Délais repoussés à fin 2010

A l’occasion du passage de la loi Grenelle II à l’Assemblée nationale, plusieurs députés socialistes ont tenté de faire passer un amendement définissant le contenu de la fiche d’information obligatoire au public avant toute dissémination, pour satisfaire, dans les délais impartis, à la décision du Conseil d’Etat. Cet amendement a finalement été repoussé, au motif que « des dispositions seront adoptées dans une proposition de loi plus large sur la question de la gouvernance du développement durable », préparée par le député UMP de la Meuse, Bertrand Pancher. Selon Chantal Jouanno, cette loi sera adoptée avant fin 2010 [2].

A l’heure actuelle, peu d’informations sont disponibles sur cette proposition de loi. Le secrétariat de Bertrand Pancher a indiqué à Inf’OGM que la proposition en est encore à la définition de son champ d’application, et qu’aucune ébauche n’a encore été rédigée. Le travail est concerté avec les ministères, et le sera aussi, nous a-t-il expliqué, avec les acteurs de la société civile.

Vide juridique : c’est grave docteur ?

Au 30 juin 2010, la décision du Conseil d’Etat prendra effet. Nous serons alors dans une situation de vide juridique, au moins jusqu’à fin 2010. Quelles conséquences ?

Pour les expérimentations en plein champ, étant donné qu’aucune nouvelle demande d’essai n’est en attente (la seule qui l’était, pour l’essai sur la vigne GM, est sur le point d’être autorisée selon les décrets de 2007), l’annulation de la plupart des dispositions n’aura que de faibles conséquences sur l’information du public. Plus grave est l’annulation de l’article 13 qui obligeait l’Etat à réaliser de nouvelles études si des éléments nouveaux apparaissent pendant le déroulement de l’essai et d’en informer le citoyen [3].

Pour les autorisations commerciales de culture de PGM, là aussi les conséquences devraient être minimes. En effet, la France n’est plus destinataire de dossiers de demande d’autorisations , car les entreprises préfèrent se tourner vers des États qu’elles savent favorables aux PGM comme les Pays-Bas ou l’Espagne, et aucune demande d’autorisation n’est donc en cours d’instruction en France.
Pas de conséquences non plus sur les cultures commerciales en cours puisqu’à l’heure actuelle, la France n’accueille pas de cultures commerciales de PGM : pas de maïs MON810 à cause du moratoire et pas de projet de BASF de commercialisation de pommes de terre transgéniques (à noter qu’officiellement, un agriculteur pourrait cultiver cette pomme de terre, mais il devrait alors déclarer ses cultures GM auprès de l’administration, obligée à son tour d’en faire la publicité [4]).
Dans ces conditions, on peut raisonnablement penser que la Commission européenne tolèrera pendant quelques mois cette situation de carence vis-à-vis de la directive OGM [5].
Belle opportunité pour les organisations de la société civile de s’associer à la préparation de cette loi sur la gouvernance... Inf’OGM cherchera à les mobiliser, car les veilles citoyennes d’information qui travaillent sur différents sujets du développement durable ont bien des propositions quant à la transparence des informations. Reste à souhaiter que cela intervienne dans un délai raisonnable.
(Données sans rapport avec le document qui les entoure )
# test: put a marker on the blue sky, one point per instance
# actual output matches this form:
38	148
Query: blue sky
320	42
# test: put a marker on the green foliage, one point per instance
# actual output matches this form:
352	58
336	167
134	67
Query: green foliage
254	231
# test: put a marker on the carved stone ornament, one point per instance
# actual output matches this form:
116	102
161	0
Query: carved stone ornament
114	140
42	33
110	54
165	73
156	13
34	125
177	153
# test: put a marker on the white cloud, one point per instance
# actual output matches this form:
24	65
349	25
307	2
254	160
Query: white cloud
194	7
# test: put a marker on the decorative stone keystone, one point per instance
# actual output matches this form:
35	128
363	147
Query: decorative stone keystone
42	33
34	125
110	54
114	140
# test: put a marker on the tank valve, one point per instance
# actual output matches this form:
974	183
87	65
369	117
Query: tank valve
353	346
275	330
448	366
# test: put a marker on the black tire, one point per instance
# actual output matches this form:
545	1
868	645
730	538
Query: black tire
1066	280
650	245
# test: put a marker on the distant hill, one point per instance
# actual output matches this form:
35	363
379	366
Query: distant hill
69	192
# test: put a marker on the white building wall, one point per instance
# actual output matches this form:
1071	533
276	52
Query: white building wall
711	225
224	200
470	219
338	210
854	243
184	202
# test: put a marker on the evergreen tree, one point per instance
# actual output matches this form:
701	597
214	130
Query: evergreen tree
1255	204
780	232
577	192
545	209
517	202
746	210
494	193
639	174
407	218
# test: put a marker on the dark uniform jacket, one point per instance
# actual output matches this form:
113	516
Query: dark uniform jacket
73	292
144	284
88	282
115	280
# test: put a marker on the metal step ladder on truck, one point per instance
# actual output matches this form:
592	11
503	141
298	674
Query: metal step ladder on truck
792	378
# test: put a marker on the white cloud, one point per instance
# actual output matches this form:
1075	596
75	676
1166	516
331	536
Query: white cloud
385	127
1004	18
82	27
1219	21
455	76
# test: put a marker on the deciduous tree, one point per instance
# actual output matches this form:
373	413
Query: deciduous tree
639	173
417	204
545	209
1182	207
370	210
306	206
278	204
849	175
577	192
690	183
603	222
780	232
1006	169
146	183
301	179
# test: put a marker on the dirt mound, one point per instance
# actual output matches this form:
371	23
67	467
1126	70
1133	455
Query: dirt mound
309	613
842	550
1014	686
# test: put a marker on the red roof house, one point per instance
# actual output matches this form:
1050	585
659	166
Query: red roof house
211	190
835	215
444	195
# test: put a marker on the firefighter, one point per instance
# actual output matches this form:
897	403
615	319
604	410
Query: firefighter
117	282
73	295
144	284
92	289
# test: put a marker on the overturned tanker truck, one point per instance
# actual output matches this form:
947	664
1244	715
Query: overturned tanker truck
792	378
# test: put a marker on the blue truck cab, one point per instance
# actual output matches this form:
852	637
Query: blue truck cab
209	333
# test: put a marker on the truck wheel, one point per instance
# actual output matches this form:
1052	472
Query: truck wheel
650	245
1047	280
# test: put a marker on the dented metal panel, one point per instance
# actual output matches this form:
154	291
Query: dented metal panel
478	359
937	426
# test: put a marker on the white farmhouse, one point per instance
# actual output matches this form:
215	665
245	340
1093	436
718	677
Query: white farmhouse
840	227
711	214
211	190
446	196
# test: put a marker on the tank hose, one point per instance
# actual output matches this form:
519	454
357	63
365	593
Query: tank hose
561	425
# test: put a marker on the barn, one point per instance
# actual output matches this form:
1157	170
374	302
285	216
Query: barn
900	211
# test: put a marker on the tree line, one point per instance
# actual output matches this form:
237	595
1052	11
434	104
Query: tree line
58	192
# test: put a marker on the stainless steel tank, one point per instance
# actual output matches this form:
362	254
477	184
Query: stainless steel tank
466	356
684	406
Source : Anne Furet, Inf’OGM, mai 2010





[1Furet, A., « Conseil d’Etat : la loi sur les OGM sera-t-elle revotée ? », Inf’OGM, août 2009, http://www.infogm.org/spip.php?article4124

[2Assemblée nationale, XIIIe législature, Session ordinaire de 2009-2010, Compte rendu-intégral, Troisième séance du vendredi 7 mai 2010, http://www.assemblee-nationale.fr/13/cri/2009-2010/20100185.asp#P650_72357

[3Le Conseil d’Etat a annulé tous les articles des décrets qui mentionnaient de près ou de loin l’information et la participation du public. Or, l’article 13 obligeait l’Etat à communiquer sur les nouvelles études qu’il serait obligé de réaliser. Ainsi, à partir du 30 juin, l’Etat ne sera plus obligé de conduire ces nouvelles études. Il serait intéressant de savoir ce que prévoit l’Etat par rapport à cette disposition qui va bien au-delà de la simple information du public...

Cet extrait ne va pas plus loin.